Washington Nationals
- General manager
- Born: January 1994 (age 32) Cupertino, California

Teams
- Tampa Bay Rays (2015–2021); Philadelphia Phillies (2021–2025); Washington Nationals (2025–present);

= Anirudh Kilambi =

American baseball executive (born 1994)

Anirudh Kilambi (born January 1994) is an Indian American professional baseball executive who currently serves as general manager of the Washington Nationals of Major League Baseball (MLB). Kilambi is the second highest-ranking Nationals baseball executive, under President of Baseball Operations Paul Toboni. He became one of the youngest general managers in MLB history in December 2025, when Toboni hired him.

Kilambi previously worked in the Tampa Bay Rays and Philadelphia Phillies organizations.

==Early life and education==
Kilambi's parents emigrated from India to the San Francisco Bay Area in the early 1990s. Kilambi grew up in Cupertino, California. Taking after his father Krishna, Kilambi became a baseball fan from an early age, often attending San Francisco Giants and Oakland Athletics games. As a teenager, Kilambi developed his own system, which he named the Baseball Empirical Analysis System, or BEAnS, for evaluating players and contracts using Microsoft Excel. Using hundreds of spreadsheets, he tracked player data and statistics, a hobby that he maintained throughout college.

Kilambi graduated from the University of California, Berkeley in 2016 with a double major in statistics and operations research and management science. He overlapped for a year at Berkeley with future Nationals President of Baseball Operations Paul Toboni, although they did not know each other in college.

==Career==
===Tampa Bay Rays===
While still a student at Berkeley, Kilambi was brought on as an intern for the Tampa Bay Rays, working in the Major League Baseball team's research and development department. He remained with the Rays for seven years, earning the trust of team higher-ups and growing responsibilities, and eventually worked his way up to assistant director of research and development and director of decision science. He also worked closely with Blake Butera, a Rays prospect-turned-manager who became the youngest manager in Minor League Baseball in 2018, when he was named to lead the Hudson Valley Renegades at age 25.

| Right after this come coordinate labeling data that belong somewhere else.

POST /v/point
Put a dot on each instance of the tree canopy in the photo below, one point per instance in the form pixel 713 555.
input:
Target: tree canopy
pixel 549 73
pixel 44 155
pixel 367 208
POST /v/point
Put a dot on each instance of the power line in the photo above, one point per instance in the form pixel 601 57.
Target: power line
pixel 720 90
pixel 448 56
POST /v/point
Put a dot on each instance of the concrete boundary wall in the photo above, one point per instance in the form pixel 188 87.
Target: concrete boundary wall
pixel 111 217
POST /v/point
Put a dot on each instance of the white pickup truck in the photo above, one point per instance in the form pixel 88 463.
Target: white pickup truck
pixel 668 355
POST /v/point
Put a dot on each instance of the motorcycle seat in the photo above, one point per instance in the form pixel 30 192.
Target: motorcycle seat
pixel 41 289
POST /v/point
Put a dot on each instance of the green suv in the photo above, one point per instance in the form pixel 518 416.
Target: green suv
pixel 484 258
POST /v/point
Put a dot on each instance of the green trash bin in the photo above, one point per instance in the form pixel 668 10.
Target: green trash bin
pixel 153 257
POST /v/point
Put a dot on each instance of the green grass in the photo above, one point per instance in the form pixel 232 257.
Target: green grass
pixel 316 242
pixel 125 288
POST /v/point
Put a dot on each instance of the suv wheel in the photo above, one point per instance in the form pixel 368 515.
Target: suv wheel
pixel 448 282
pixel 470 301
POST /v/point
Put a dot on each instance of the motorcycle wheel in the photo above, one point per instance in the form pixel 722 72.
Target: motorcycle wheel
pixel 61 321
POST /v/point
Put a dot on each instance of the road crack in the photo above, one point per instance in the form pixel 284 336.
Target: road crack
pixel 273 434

During Tampa Bay's 2021 season, in which they won 100 games and reached the playoffs, Kilambi was among those credited in media reports for the team's success, particularly in finding quality pitchers to replace injured players.

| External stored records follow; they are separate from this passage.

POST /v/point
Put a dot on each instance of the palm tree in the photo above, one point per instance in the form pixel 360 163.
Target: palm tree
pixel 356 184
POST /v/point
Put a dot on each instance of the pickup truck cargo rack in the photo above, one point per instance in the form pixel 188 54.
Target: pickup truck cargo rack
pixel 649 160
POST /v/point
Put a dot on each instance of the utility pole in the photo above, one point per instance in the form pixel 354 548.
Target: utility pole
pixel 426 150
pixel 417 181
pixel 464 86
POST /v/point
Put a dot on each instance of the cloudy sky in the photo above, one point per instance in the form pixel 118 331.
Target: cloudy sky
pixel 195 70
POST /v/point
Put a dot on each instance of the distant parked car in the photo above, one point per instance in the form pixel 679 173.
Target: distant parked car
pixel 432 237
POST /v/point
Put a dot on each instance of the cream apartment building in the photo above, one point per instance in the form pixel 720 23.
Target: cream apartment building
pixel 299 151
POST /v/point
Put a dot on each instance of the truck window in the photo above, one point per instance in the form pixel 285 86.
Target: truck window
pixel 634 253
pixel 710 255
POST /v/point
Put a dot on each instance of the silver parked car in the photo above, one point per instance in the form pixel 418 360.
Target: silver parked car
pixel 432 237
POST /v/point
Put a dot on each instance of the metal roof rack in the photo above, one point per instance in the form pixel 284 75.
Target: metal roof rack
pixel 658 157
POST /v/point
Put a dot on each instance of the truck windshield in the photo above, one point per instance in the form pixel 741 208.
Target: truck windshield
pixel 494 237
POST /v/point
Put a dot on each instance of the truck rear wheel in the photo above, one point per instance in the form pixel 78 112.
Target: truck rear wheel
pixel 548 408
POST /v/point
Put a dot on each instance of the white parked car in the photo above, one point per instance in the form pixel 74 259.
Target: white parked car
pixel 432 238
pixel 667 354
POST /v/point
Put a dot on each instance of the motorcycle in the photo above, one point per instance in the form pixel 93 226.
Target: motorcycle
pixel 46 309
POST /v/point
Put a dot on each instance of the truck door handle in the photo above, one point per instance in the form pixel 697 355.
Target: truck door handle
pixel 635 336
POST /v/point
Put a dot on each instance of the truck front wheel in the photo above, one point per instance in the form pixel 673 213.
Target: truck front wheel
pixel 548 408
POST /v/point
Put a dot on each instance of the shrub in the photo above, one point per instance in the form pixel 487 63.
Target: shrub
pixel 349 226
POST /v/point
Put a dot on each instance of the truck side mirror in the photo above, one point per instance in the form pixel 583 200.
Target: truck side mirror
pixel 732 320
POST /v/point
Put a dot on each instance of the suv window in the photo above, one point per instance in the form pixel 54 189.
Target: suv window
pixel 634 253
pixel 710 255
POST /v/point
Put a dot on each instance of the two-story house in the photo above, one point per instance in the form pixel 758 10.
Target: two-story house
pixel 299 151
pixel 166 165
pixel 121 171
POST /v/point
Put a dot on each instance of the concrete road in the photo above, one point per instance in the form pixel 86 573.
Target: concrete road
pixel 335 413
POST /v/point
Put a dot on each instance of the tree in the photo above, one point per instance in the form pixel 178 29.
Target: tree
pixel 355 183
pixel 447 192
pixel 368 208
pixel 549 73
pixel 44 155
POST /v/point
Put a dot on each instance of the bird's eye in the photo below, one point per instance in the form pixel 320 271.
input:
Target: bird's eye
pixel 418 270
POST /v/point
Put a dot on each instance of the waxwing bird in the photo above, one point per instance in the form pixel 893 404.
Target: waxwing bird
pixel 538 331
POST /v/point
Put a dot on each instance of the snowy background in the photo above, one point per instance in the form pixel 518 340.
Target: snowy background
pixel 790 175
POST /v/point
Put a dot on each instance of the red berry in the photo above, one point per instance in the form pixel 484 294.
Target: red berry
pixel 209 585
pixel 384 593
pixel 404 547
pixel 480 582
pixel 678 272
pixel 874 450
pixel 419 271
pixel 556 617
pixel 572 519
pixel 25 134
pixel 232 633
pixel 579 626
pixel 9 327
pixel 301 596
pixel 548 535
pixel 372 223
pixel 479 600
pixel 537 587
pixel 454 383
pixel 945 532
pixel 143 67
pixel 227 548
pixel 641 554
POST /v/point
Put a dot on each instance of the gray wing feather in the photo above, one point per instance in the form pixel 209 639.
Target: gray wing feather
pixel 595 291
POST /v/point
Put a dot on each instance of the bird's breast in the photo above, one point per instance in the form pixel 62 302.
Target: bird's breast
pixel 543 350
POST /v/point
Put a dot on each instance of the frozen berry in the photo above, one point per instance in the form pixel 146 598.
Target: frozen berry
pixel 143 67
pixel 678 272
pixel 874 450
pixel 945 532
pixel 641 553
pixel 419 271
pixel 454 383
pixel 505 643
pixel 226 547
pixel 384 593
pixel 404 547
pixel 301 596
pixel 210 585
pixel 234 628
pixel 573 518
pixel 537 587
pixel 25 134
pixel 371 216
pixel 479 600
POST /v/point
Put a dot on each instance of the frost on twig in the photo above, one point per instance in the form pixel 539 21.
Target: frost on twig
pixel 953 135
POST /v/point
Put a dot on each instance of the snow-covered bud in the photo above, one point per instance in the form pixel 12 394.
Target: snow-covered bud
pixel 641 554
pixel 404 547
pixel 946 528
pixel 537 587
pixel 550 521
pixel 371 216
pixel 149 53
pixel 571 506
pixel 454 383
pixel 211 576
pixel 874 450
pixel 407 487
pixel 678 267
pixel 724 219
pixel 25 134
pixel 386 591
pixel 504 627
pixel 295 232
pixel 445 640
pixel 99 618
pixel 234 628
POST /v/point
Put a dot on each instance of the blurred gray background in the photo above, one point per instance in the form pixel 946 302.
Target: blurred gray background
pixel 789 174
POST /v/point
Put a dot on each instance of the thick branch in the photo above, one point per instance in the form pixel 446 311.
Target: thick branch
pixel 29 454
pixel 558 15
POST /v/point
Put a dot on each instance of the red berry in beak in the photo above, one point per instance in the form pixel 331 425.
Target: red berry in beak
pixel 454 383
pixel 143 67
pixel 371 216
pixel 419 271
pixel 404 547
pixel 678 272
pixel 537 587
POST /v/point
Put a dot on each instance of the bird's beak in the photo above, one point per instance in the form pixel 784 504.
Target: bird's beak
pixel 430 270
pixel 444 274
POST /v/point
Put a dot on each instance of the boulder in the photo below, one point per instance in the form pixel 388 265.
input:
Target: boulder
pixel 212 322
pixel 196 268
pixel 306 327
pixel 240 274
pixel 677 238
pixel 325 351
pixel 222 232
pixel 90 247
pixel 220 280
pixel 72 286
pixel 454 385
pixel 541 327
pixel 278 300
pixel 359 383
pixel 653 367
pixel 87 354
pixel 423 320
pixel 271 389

===Philadelphia Phillies===
After the 2021 season, the Philadelphia Phillies hired Kilambi as assistant general manager. Although he was just 27 at the time, Kilambi had already developed a reputation around the industry for his use of advanced analytics and ability to identify under-the-radar pitching talent. With his move to the Phillies, Kilambi also became one of the highest-ranking executives of South Asian descent in MLB.

During Kilambi's time in Philadelphia, team executives credited him with helping to improve communication and collaboration within the organization, particularly between the front office and coaching staff. In particular, he developed a tight working relationship with Phillies pitching coach Caleb Cotham.

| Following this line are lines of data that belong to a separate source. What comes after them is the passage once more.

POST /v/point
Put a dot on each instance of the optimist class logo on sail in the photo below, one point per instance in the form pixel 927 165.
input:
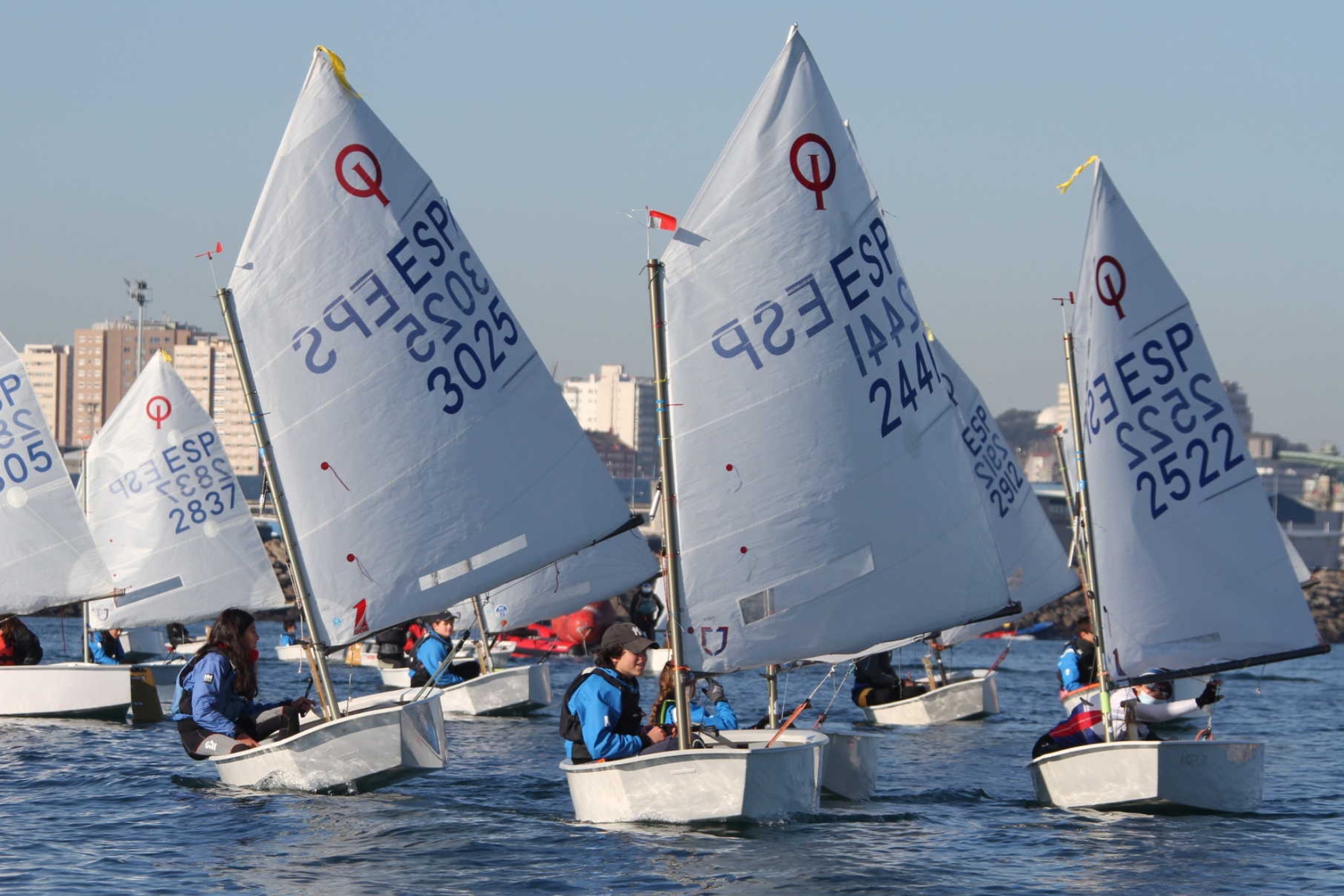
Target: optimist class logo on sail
pixel 862 289
pixel 433 293
pixel 1163 405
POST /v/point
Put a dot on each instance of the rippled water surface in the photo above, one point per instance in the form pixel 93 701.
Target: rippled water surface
pixel 104 808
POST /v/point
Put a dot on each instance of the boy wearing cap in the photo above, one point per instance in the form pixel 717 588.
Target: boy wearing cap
pixel 600 713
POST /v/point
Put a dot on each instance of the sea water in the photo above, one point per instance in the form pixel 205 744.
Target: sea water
pixel 107 808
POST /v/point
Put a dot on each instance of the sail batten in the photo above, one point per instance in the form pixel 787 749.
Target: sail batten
pixel 1193 573
pixel 425 455
pixel 821 500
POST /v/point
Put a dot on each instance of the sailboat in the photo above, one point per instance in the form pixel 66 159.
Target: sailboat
pixel 414 443
pixel 1032 561
pixel 48 558
pixel 609 567
pixel 168 516
pixel 800 410
pixel 1186 569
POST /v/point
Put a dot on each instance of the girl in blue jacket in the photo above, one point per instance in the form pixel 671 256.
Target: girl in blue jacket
pixel 215 705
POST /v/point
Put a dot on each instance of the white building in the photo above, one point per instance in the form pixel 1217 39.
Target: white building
pixel 620 405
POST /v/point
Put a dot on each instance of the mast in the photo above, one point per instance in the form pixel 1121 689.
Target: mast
pixel 1089 558
pixel 483 645
pixel 326 691
pixel 671 534
pixel 772 686
pixel 83 508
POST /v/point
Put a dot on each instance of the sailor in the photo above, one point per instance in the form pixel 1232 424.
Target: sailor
pixel 876 683
pixel 430 652
pixel 646 609
pixel 215 705
pixel 1142 704
pixel 1152 703
pixel 600 713
pixel 105 648
pixel 715 711
pixel 19 646
pixel 1077 665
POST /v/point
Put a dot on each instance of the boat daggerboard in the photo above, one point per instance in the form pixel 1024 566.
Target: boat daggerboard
pixel 167 512
pixel 824 499
pixel 46 554
pixel 1191 569
pixel 425 451
pixel 606 569
pixel 1034 563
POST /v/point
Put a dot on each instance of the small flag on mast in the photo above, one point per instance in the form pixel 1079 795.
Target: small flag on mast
pixel 662 221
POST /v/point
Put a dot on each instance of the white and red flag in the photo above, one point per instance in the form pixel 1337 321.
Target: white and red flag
pixel 662 221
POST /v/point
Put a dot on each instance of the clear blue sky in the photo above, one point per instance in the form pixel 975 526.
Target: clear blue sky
pixel 136 134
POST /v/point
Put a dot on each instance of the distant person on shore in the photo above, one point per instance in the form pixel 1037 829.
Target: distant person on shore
pixel 19 646
pixel 215 705
pixel 105 648
pixel 600 712
pixel 715 711
pixel 1077 665
pixel 876 683
pixel 433 649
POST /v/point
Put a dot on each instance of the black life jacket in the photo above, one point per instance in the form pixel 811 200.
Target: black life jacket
pixel 414 664
pixel 572 728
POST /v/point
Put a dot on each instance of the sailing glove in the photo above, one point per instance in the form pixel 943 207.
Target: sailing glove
pixel 1210 695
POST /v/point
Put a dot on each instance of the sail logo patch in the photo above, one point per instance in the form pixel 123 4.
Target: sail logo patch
pixel 159 409
pixel 1110 272
pixel 371 185
pixel 817 185
pixel 706 636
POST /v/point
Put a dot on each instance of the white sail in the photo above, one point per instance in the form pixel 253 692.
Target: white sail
pixel 606 569
pixel 1191 569
pixel 425 451
pixel 1300 570
pixel 46 554
pixel 167 512
pixel 1034 563
pixel 824 500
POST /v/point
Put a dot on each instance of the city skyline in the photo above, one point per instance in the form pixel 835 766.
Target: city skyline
pixel 138 144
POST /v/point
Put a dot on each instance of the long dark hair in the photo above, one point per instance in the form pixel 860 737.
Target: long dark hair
pixel 226 636
pixel 667 691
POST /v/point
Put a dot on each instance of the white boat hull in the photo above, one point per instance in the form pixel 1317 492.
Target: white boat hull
pixel 352 754
pixel 1184 690
pixel 65 691
pixel 1214 775
pixel 705 785
pixel 504 692
pixel 850 765
pixel 965 696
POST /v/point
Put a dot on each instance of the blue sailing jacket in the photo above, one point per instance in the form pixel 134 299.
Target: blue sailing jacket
pixel 430 653
pixel 603 705
pixel 214 704
pixel 107 654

As assistant general manager, Kilambi oversaw the Phillies' research and development department.

===Washington Nationals===
The Washington Nationals underwent a total renovation of their front office, player development system, and coaching staff following their disappointing 2025 season, installing Kilambi's fellow Berkeley alum Paul Toboni as President of Baseball Operations and hiring Kilambi's former Rays colleague Blake Butera as manager. After hiring away several young executives from other organizations to join the new-look organization, Toboni tapped Kilambi as general manager ahead of the 2026 season, making him his second-in-command. At age 31, Kilambi was one of the youngest people to be named a general manager in the history of MLB.